Group of concerned parents

The Harlem Nine were a group of concerned parents, including Mae Mallory, who withdrew their children from schools in Harlem in May 1958 in order to protest unequal standards of education in New York City.

After the decision released by the Supreme Court in Brown v. Board of Education Black communities in northern states began to advocate for integration rather than the de facto segregation within school districts. In New York City, the Harlem mothers that were eventually known as "The Harlem Nine" founded the Parents' Committee for Better Education, alongside attorney Paul Zuber. Mae Mallory filed a suit alongside eight other mothers, aided by Paul Zuber, charging the New York City Board of Education using zoning policies that kept Black children in inferior, segregated schools. The name for the group arose in the newspapers as a comparison to the Little Rock Nine. The group began by sending a letter to then mayor of New York City, Robert F. Wagner Jr. and publicly protesting in front of City Hall on September 19, 1957. During this protest, Ella Baker and fifteen parents negotiated with Mayor Wagner and school board members. The negotiations were unsuccessful.

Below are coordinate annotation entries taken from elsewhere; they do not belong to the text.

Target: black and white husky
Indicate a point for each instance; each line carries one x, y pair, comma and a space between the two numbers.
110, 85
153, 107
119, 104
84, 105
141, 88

After the school board failed to make material changes according to the parents, the parents then withdrew their children from school beginning in September 1958. In December 1958, four of the mothers were summoned before Judge Nathaniel Kaplan, and two others were summoned before Judge Justine Polier. While the four mothers were ordered to return their children to school by Judge Kaplan, the two parents who appeared before Judge Polier won their case. Judge Polier found that the New York City Board of Education was offering a poorer quality of education to Black children than white children and that de facto segregation was being practiced by the Board of Education. This set a precedent of district facilitated school transfers in New York City.